T.E.R:R.A.I.N - Taranaki Educational Resource: Research, Analysis and Information Network


Ciborinia camelliae (Camellia Flower Blight)

Kingdom: Fungi
Division: Ascomycota
Class: Ascomycetes
Order: Helotiales
Family: Sclerotiniaceae
Genus:  Ciborinia
Species: C. camelliae
Scientific name: Ciborinia camelliae
Synonym: Sclerotinia camelliae
Common name: Camellia Flower Blight, Petal Blight 

Camellia Flower Blight is caused by the fungus Ciborinia camelliae, one of the largest classes of fungi, containing about 30,000 species. This fungus that attacks only opened flower parts and is promoted by rainy or moist weather. Most of the 3,000 named Camellia species and cultivars are affected by this fungus.
At first, small brown necrotic spots appear on the petals, with centers discolouring first. Later these spots enlarge and eventually cover the whole petal. After a few days, the whole flower becomes brown and the flowers drop prematurely. These spots can be distinguished easily from weather injury, which is usually indicated by lighter colored spots and is limited to the outer margin of camellia flowers. Closed flowers cannot be infected but infection can take place at any time after the tips of the petals are visible in opening buds.

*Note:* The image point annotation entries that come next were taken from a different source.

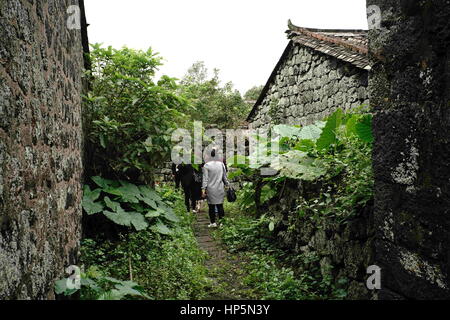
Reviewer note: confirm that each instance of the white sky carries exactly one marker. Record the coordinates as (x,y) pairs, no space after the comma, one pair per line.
(244,39)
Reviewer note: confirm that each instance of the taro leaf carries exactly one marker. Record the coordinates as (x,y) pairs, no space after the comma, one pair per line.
(111,204)
(169,214)
(305,145)
(364,128)
(153,213)
(311,132)
(61,287)
(149,193)
(102,183)
(350,126)
(298,165)
(161,228)
(127,219)
(138,221)
(88,202)
(122,289)
(328,135)
(287,131)
(130,192)
(150,202)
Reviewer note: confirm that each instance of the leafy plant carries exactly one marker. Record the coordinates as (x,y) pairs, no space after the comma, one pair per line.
(96,286)
(128,114)
(165,267)
(128,205)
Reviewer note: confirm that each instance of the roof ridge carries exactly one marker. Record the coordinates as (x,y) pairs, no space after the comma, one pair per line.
(294,27)
(330,39)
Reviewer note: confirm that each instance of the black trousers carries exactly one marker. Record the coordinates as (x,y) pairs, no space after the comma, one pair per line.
(190,198)
(215,209)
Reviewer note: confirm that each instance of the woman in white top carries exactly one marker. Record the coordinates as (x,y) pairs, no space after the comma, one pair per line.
(213,187)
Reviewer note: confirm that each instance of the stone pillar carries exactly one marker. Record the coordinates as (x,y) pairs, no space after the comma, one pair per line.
(41,63)
(409,91)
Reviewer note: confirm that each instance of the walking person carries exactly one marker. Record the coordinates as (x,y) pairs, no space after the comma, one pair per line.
(213,187)
(190,186)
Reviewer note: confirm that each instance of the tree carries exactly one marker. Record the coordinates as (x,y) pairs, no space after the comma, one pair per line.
(253,94)
(212,103)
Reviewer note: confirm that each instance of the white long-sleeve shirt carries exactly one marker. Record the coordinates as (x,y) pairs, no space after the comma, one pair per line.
(214,181)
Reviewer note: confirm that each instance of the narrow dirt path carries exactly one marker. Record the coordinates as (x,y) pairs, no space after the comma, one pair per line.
(224,268)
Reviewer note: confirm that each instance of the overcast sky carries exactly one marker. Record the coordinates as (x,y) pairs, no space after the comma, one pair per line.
(242,38)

If the infected flower heads are left on the ground they will decompose, becoming the fungi's passage into the soil. Once in the soil, the fungi can survive for three to four years. The fungi begin to emerge from dormancy when weather conditions are warm and moist. You can see mushroom like structures arise from the over-wintering fungi. They release millions of microscopic spores which are carried by the wind to emerging and opening flowers. Spores are windblown and can travel up to 2 kilometres. The disease can also be spread from flower to flower by direct contact. The spores germinate if moisture is present and if conducive temperatures (15-21 degrees C) are provided. When these conditions are met, infection occurs, and the blighted flower symptoms begin to appear. As the fungi progresses, the flowers fall to the ground only to start the cycle once again.
Examine the fallen flower heads for small, hard black bodies called sclerotia. These are hard brown or black fungus bodies which develop in the base of old infected flowers. Sclerotia later produce one or more mushroom-like growths (apothecia), which, in turn, produce spores to cause new petal infections. Sclerotia can survive in soil at least 4 years and serve as a source of apothecia each year. Sclerotia are active during the normal flowering period of camellia.
There is no satisfactory method for controlling camellia flower blight at present and there is no indication that a satisfactory control procedure will be developed in the foreseeable future.